When Brian got back to Williston, he contacted Joe, telling him about Noreen and saying the hiring of a psychic was not in the police department's budget. Joe gave Brian the money for Noreen's fee, along with a pair of shoes and a wallet Norman used a lot.

Ordinarily Noreen's work with police concerns cases of murders or other types of assault, and she uses items of clothing the victims were wearing when the crime occurred. She wasn't so sure she could help when the victim was missing, but she agreed to try.

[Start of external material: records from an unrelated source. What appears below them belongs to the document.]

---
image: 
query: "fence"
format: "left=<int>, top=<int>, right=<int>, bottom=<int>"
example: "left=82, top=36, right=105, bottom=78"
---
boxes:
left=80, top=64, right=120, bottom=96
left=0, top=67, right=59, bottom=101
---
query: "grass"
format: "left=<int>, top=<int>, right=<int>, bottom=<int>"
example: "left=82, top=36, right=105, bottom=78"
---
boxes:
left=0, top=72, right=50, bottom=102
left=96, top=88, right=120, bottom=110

Noreen, in her book, A Mind for Murder, released this year (and reviewed in today's issue of the Williston Pioneer Sun News), explains how she was able to work with the Williston Police to find Norman and his truck.

When Noreen held shoes and a wallet that had been used a lot by Norman, she saw images she couldn't explain-numbers that turned out to be Routes, cliffs that were actually the sides of an abandoned quarry, a bridge and a pile of bricks.

When all those objects converged in one specific place, Navy Seals got in on the act. Both Joe and Norman had served during World War II in the U.S. Navy, and the seals did not give up until they found the pickup truck deeply embedded in mud and debris at the bottom of an abandoned quarry. How fitting that Navy men brought closure to a family and a town that had lost someone they loved.